Re-democratising Public Space:

Brandalism’s recent attacks on the spaces of corporate advertising form part of this emerging movement in an attempt to shift artists’ and public attention to grass-roots activism as a means to combat the privatisation and corporate takeover of our cities, public spaces and culture. Public space is an arena in which no single authority should reign and multiple voices should be heard so we started from a profoundly democratic conviction that the public sphere is a place for communication, a place where people can speak, establish their presence, and assert their rights. By raising issues via art works, viewers could interpret and debate, Brandalism therefore attempts to wrest authority away from the wealthy and return it to the public, thereby defending the public as communal against the public as private.

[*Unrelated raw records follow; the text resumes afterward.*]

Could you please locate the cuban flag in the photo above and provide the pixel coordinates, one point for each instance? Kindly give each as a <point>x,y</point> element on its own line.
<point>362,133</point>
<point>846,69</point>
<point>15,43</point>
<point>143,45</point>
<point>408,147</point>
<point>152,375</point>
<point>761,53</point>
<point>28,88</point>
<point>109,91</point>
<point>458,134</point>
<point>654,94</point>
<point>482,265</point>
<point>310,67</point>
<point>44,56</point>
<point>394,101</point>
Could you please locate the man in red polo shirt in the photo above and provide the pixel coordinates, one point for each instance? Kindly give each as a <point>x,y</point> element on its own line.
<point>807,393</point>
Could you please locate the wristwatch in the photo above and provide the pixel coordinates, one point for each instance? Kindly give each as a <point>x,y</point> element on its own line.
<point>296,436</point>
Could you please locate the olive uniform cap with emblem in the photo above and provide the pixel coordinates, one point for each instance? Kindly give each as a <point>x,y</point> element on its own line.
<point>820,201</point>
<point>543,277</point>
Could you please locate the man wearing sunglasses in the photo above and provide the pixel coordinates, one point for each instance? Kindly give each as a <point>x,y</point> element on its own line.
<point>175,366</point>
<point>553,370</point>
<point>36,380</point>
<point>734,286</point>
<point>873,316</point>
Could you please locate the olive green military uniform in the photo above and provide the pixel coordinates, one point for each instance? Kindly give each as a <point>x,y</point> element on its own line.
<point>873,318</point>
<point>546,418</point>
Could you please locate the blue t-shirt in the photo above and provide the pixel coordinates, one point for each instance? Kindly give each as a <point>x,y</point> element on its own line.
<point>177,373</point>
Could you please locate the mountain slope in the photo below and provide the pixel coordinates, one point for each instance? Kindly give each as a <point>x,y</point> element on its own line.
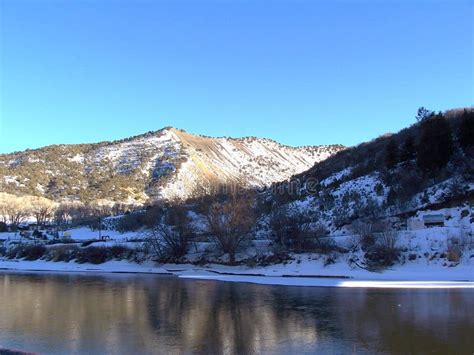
<point>165,164</point>
<point>365,182</point>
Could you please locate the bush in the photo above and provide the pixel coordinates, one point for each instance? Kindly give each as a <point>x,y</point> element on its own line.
<point>3,227</point>
<point>31,252</point>
<point>64,253</point>
<point>381,257</point>
<point>92,255</point>
<point>120,252</point>
<point>453,255</point>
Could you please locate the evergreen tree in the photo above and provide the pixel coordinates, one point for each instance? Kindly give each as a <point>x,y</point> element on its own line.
<point>391,154</point>
<point>466,130</point>
<point>423,114</point>
<point>436,144</point>
<point>408,150</point>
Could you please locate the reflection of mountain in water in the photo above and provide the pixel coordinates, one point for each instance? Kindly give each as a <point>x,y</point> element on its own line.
<point>93,314</point>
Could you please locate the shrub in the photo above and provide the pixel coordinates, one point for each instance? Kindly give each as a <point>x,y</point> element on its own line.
<point>64,253</point>
<point>381,257</point>
<point>92,255</point>
<point>120,252</point>
<point>3,227</point>
<point>32,252</point>
<point>453,255</point>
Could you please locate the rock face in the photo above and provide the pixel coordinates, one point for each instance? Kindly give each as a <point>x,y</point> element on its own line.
<point>166,164</point>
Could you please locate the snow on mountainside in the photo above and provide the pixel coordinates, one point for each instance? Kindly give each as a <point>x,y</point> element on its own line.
<point>166,164</point>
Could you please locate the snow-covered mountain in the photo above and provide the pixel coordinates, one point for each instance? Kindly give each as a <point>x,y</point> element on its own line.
<point>165,164</point>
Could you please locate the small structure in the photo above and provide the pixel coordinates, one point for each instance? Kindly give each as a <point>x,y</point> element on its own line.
<point>433,220</point>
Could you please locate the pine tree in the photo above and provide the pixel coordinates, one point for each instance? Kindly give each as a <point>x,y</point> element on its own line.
<point>436,144</point>
<point>423,114</point>
<point>391,154</point>
<point>466,130</point>
<point>408,150</point>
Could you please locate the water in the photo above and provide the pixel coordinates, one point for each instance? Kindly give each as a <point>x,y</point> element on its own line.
<point>128,314</point>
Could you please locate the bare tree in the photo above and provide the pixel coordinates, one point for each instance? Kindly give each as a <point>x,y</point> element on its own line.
<point>42,208</point>
<point>169,239</point>
<point>14,209</point>
<point>231,221</point>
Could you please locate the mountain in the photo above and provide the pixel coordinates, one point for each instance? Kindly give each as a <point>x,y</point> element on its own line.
<point>166,164</point>
<point>428,166</point>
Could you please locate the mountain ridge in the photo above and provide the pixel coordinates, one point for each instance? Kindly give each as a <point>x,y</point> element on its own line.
<point>165,164</point>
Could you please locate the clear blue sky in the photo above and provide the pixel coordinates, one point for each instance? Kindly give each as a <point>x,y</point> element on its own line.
<point>300,72</point>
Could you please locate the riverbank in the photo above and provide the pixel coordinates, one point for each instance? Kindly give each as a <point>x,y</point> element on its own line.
<point>309,273</point>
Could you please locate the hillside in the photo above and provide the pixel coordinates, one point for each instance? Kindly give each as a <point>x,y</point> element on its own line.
<point>427,166</point>
<point>166,164</point>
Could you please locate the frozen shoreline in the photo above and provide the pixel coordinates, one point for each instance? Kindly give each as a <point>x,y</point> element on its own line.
<point>305,274</point>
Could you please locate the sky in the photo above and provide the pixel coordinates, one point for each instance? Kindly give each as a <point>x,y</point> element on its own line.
<point>300,72</point>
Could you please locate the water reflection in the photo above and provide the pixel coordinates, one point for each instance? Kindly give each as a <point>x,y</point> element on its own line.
<point>151,314</point>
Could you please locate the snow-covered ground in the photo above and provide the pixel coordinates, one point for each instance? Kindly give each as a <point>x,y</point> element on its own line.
<point>300,272</point>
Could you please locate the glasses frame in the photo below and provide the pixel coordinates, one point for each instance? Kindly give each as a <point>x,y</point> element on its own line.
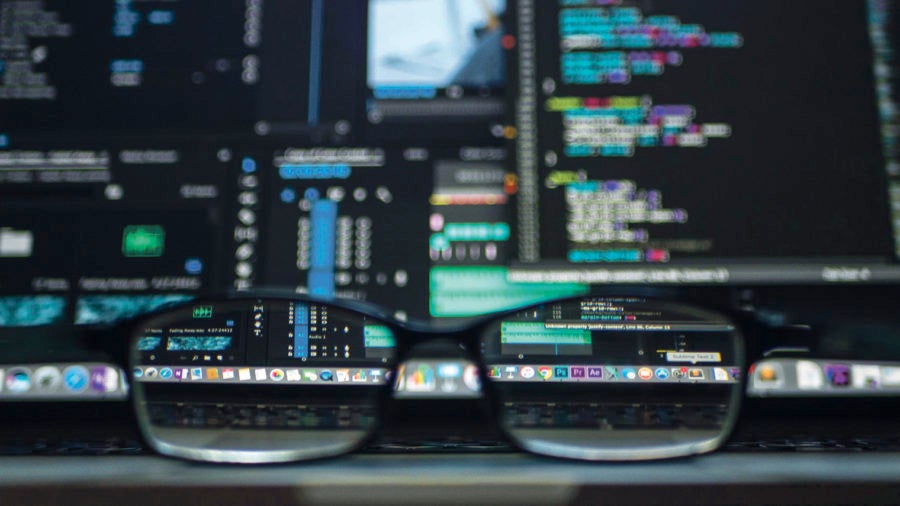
<point>410,335</point>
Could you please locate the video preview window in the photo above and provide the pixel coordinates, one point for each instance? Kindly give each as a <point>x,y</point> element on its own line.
<point>435,44</point>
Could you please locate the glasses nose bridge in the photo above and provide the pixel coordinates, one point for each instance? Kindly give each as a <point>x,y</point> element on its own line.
<point>460,342</point>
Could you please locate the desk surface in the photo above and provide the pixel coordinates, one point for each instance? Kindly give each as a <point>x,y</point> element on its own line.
<point>460,479</point>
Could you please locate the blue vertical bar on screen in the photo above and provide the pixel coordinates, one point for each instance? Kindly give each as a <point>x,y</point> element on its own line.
<point>323,217</point>
<point>301,330</point>
<point>315,61</point>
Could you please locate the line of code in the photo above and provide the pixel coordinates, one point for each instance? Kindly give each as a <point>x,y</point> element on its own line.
<point>611,44</point>
<point>607,219</point>
<point>617,126</point>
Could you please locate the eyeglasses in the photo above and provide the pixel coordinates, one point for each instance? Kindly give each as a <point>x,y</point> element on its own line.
<point>591,378</point>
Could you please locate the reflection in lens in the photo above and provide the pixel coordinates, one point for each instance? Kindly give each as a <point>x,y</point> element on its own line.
<point>260,381</point>
<point>615,378</point>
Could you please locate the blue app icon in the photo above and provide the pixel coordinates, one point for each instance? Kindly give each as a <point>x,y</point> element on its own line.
<point>76,378</point>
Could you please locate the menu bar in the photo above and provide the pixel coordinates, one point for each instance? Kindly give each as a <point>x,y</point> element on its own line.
<point>581,373</point>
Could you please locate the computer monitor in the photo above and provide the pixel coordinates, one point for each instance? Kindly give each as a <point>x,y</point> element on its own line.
<point>442,158</point>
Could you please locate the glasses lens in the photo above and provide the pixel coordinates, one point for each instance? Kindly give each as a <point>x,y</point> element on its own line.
<point>615,378</point>
<point>260,380</point>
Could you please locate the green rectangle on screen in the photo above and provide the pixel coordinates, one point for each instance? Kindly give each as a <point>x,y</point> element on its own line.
<point>378,336</point>
<point>471,291</point>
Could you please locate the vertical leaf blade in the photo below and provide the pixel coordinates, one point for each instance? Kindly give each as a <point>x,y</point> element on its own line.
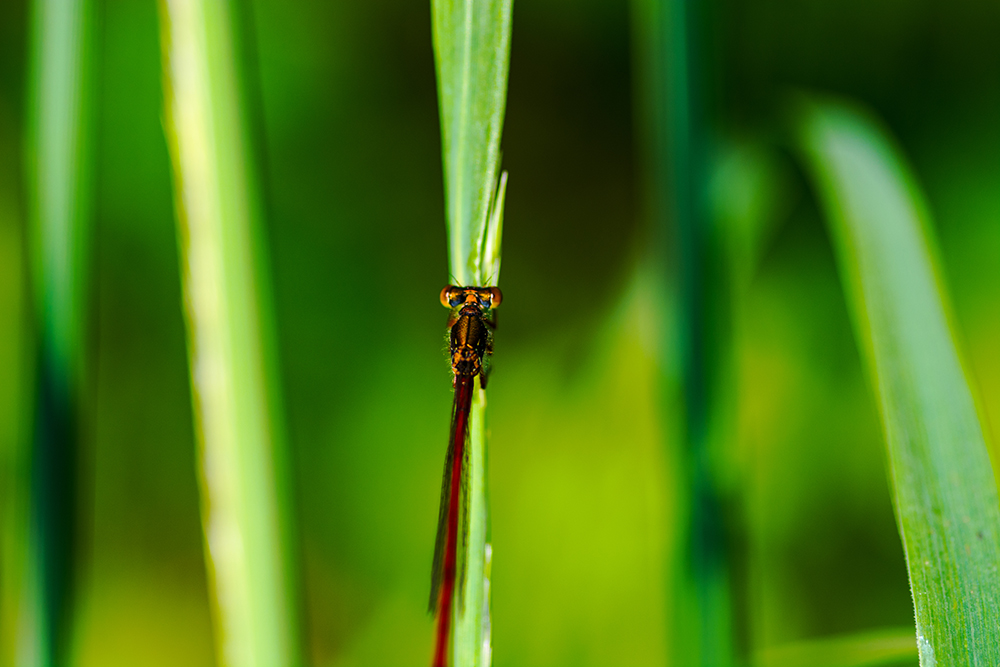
<point>472,54</point>
<point>945,493</point>
<point>57,187</point>
<point>246,515</point>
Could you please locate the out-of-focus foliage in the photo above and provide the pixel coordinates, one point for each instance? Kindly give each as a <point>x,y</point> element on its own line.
<point>353,177</point>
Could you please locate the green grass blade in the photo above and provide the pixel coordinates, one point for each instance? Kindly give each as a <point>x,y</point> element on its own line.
<point>944,489</point>
<point>669,41</point>
<point>245,507</point>
<point>472,54</point>
<point>57,189</point>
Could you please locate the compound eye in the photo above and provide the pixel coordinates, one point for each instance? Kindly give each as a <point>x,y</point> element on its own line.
<point>451,296</point>
<point>496,296</point>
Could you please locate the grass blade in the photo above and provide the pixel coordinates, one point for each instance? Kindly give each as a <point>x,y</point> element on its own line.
<point>245,505</point>
<point>57,175</point>
<point>670,42</point>
<point>472,54</point>
<point>945,494</point>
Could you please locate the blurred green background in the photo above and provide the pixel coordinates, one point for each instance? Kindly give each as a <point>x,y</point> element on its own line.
<point>579,480</point>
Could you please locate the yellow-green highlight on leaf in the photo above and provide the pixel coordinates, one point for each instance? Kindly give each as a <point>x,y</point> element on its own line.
<point>472,54</point>
<point>944,492</point>
<point>245,506</point>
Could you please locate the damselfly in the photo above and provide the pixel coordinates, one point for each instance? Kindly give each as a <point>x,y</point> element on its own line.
<point>470,346</point>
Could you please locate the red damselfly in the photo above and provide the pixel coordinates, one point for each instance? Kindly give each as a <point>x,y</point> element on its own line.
<point>470,346</point>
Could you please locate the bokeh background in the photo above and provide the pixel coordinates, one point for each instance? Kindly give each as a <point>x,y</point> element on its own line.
<point>580,466</point>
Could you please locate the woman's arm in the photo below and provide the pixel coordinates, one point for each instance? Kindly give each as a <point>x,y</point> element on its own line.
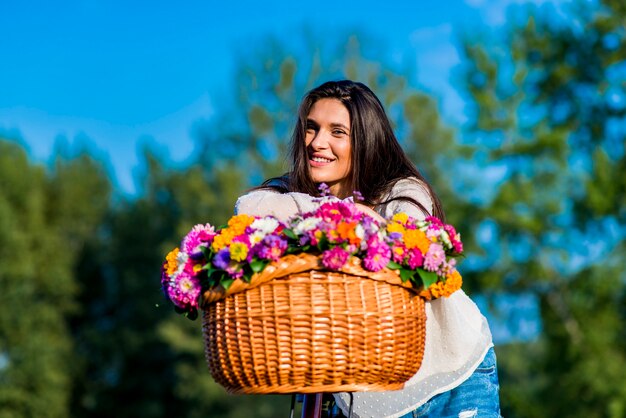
<point>412,188</point>
<point>280,205</point>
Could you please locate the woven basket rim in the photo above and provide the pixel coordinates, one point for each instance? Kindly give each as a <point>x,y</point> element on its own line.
<point>296,263</point>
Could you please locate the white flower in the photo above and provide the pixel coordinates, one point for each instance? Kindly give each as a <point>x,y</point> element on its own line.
<point>306,225</point>
<point>265,225</point>
<point>446,239</point>
<point>359,231</point>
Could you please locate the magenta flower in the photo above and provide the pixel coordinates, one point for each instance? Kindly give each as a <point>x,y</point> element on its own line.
<point>272,247</point>
<point>335,258</point>
<point>455,238</point>
<point>415,258</point>
<point>434,222</point>
<point>378,255</point>
<point>198,236</point>
<point>185,291</point>
<point>434,257</point>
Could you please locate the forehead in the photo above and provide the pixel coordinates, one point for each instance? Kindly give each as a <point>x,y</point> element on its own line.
<point>329,110</point>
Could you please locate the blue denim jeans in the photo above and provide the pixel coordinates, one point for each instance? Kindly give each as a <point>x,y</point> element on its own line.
<point>478,396</point>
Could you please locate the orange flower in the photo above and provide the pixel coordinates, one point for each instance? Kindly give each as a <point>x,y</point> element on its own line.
<point>236,226</point>
<point>238,223</point>
<point>395,227</point>
<point>347,231</point>
<point>414,238</point>
<point>171,263</point>
<point>401,218</point>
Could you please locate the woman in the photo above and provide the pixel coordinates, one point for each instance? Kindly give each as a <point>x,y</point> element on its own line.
<point>344,139</point>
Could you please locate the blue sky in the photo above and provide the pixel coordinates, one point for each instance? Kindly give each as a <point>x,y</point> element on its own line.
<point>120,72</point>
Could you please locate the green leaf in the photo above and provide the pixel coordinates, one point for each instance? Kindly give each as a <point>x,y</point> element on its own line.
<point>428,277</point>
<point>258,265</point>
<point>406,274</point>
<point>290,233</point>
<point>226,283</point>
<point>393,265</point>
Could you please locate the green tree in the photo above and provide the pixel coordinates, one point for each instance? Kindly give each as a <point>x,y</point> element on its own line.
<point>270,85</point>
<point>45,219</point>
<point>549,109</point>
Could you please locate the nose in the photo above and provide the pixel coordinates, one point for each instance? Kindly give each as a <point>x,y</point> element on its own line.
<point>320,140</point>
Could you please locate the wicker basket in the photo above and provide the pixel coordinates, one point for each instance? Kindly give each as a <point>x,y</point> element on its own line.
<point>299,328</point>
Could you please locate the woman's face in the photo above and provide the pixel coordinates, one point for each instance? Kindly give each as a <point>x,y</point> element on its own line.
<point>328,145</point>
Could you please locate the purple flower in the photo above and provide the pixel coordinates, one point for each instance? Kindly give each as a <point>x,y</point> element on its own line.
<point>378,255</point>
<point>415,259</point>
<point>272,247</point>
<point>324,189</point>
<point>455,238</point>
<point>222,259</point>
<point>335,258</point>
<point>434,257</point>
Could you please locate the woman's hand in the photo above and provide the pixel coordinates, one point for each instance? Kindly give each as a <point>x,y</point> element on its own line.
<point>369,211</point>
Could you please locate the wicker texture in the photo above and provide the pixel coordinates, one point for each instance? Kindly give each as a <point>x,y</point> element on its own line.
<point>297,328</point>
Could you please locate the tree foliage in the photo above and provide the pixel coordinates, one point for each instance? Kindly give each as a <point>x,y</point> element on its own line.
<point>549,112</point>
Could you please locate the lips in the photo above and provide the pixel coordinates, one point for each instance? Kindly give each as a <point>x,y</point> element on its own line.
<point>319,161</point>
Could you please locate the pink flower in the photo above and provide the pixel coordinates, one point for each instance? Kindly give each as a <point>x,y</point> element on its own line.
<point>455,238</point>
<point>272,248</point>
<point>434,257</point>
<point>198,236</point>
<point>415,259</point>
<point>434,222</point>
<point>335,258</point>
<point>378,255</point>
<point>185,290</point>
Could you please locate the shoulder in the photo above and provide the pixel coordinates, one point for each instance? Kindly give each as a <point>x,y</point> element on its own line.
<point>408,186</point>
<point>403,197</point>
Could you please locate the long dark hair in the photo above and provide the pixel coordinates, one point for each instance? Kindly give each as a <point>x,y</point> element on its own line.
<point>378,160</point>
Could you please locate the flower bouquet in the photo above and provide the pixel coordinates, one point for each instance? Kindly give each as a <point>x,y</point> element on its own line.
<point>349,288</point>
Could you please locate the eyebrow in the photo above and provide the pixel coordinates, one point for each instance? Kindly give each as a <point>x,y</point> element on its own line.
<point>332,125</point>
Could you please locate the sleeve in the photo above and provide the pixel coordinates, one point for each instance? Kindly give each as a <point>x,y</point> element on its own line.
<point>410,187</point>
<point>280,205</point>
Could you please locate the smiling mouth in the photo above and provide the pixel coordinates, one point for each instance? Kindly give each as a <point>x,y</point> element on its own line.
<point>321,160</point>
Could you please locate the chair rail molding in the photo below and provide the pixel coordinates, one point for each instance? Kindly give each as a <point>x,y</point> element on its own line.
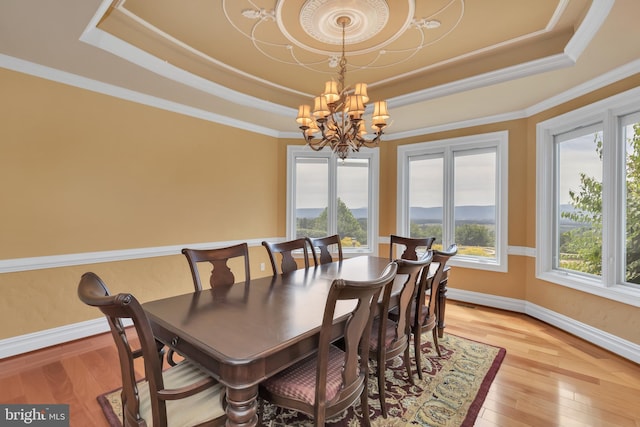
<point>25,343</point>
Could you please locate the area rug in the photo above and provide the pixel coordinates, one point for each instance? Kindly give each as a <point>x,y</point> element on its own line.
<point>450,394</point>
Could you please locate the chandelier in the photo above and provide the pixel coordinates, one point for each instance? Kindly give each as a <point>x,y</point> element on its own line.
<point>338,113</point>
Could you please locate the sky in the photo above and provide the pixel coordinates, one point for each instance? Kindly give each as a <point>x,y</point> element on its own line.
<point>576,155</point>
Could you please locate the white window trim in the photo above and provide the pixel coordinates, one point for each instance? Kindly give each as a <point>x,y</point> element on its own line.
<point>499,140</point>
<point>373,154</point>
<point>606,112</point>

The public sphere should not be an arena of market relations but rather one of discursive relations, a theater for debating and deliberating rather than for buying and selling.

 

 

Our project saw a global network of artists transferring digital art works to us to print. We voted with consensus as to whether each art work should be included in what became the world’s largest unauthorised outdoor exhibition. On home made printing equipment 400 art works were collectively screen printed. Each one an original. Installed by teams in 10 major UK cities. We are now a network of citizens as artists, artists as citizens; with the true art being revealed and existing when the works were installed and observed in situ by participants. At once, privatized parts of public space became user-generated. Occupied spaces that are usually the preserve of powerful advertisers and political parties shared alternative messages, ideas and perceptions of what the public realm could be.

To build movement we now run workshops to facilitate other people how to intervene, to take back these spaces. We are planning for the next project with others from around the world. We are working together to position the citizen as narrator, and in the telling expound the thinking as well as the process to reveal to others how the city can become a playground, stage and instrument for unsanctioned artworks and activist interventions. This is the terrain of arts activism that re-democratises message, meaning and cultural forms of communication dominated by global, mass media corporations.  We want to force them out of public space permanently. They do not have the right to our cities, our head space or our culture.  We do. Reclaim your right to the city.